WrestleMania isn’t a wrestling show at this point. What started as the culmination of a year’s worth of wrestling storylines with the spectacular presentation of a SuperBowl has become solely about the spectacle itself. The matches are just a backdrop for lights, fireworks, intricate sets, the loving shots of a massive audience, and WWE’s endless self-congratulation. As with everything about WWE, it’s not about the wrestlers or their matches, but the company itself, and how big and popular and successful it is, even as TV ratings continue to plummet.

All of that will be stripped away this weekend. WrestleMania 36 won’t have that blimp shot of fireworks ringing a stadium packed with 70000 people. There won’t be an audience reacting to highspots and near falls, or falling to an awed (or maybe just bored) hush during Undertaker’s unnecessarily long entrance. None of the crowd energy that’s so crucial for a wrestling show, that wrestles feed off of, and that plays a pivotal part in how their matches are received will be there. Of course, WWE’s marathon WrestleManias have struggled to maintain anything resembling a positive atmosphere, and not having a crowd will prevent the kind of apathy that has built up throughout the last four or five WrestleManias. So there might be some small benefit to this.

Still, though: whatever happens this weekend won’t feel like a WrestleMania. Nothing about it will live up to the legacy, both good and bad, that WWE’s major show has built up since 1985. No matter how well the matches are worked, or stories are told, or whatever surprises might happen (spoilers shockingly haven’t gotten out yet), it won’t hold the power and thrill of a WrestleMania.
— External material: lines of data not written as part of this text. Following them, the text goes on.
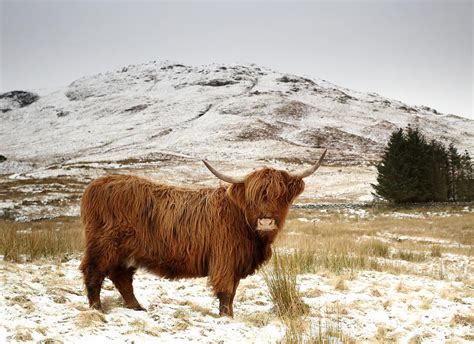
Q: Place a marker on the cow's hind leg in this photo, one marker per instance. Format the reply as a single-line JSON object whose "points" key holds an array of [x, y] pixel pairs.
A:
{"points": [[93, 279], [226, 298], [123, 278]]}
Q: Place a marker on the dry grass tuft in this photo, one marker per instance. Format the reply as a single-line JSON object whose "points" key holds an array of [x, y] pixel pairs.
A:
{"points": [[140, 326], [464, 320], [284, 293], [410, 256], [39, 239], [375, 292], [23, 335], [436, 251], [258, 319], [402, 288], [90, 318], [340, 284], [385, 335], [375, 248]]}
Without the crowd or the spectacle, it’ll look like that lame and thoughtless criticism that has so long been levied against pro wrestling: a bunch of guys rolling around in their underwear.

Empty arena shows are a bad look in general, but don’t make any sense for what’s supposed to be the business’s biggest show of the year. Look at the recent crowdless shows that both WWE and AEW have produced. AEW’s first post-quarantine Dynamite was surprisingly good, due in part to its venue (the open-air Daily’s Place amphitheater) and the small crowd of wrestlers that watched and interacted with the matches. The following week’s episode, after the guidance on distancing and crowd size had become more restrictive, was a bit of a bust; it had great wrestling and some sterling interviews (both pre-taped and live), but without any crowd to play off of it felt dry, empty—pointless. And that’s from the company who actually made a crowdless show work.

WWE, meanwhile, has been running Raw and Smackdown without audiences for almost three weeks. Like WrestleMania, they were filmed at the Performance Center, in front of empty rows of seats. Maybe you’ve seen the awkward clips and GIFs of wrestlers going through the motions without a crowd, or of Steve Austin doing his old “hell yeah” call and response routine to deafening silence. There was a bit of a trainwreck appeal to these shows at first, but even from the start WWE padded these episodes out by replaying matches from events that were held in front of audiences. They can’t do a three-hour Raw (minus commercials) without hitting the back catalogue for some excitement; how are they going to make two straight nights of WrestleMania work?

WWE clearly should have postponed WrestleMania. They could’ve run a different show in its place, with some of the matches and talent scheduled for it, and then just hold off on using the name WrestleMania 36 until they’re able to run in front of fans again—even if that takes months. Instead they’re going to be running an event that will bear no resemblance to what WrestleMania has become, and that’s practically guaranteed to disappoint fans who were expecting the pomp and circumstance the event is known for.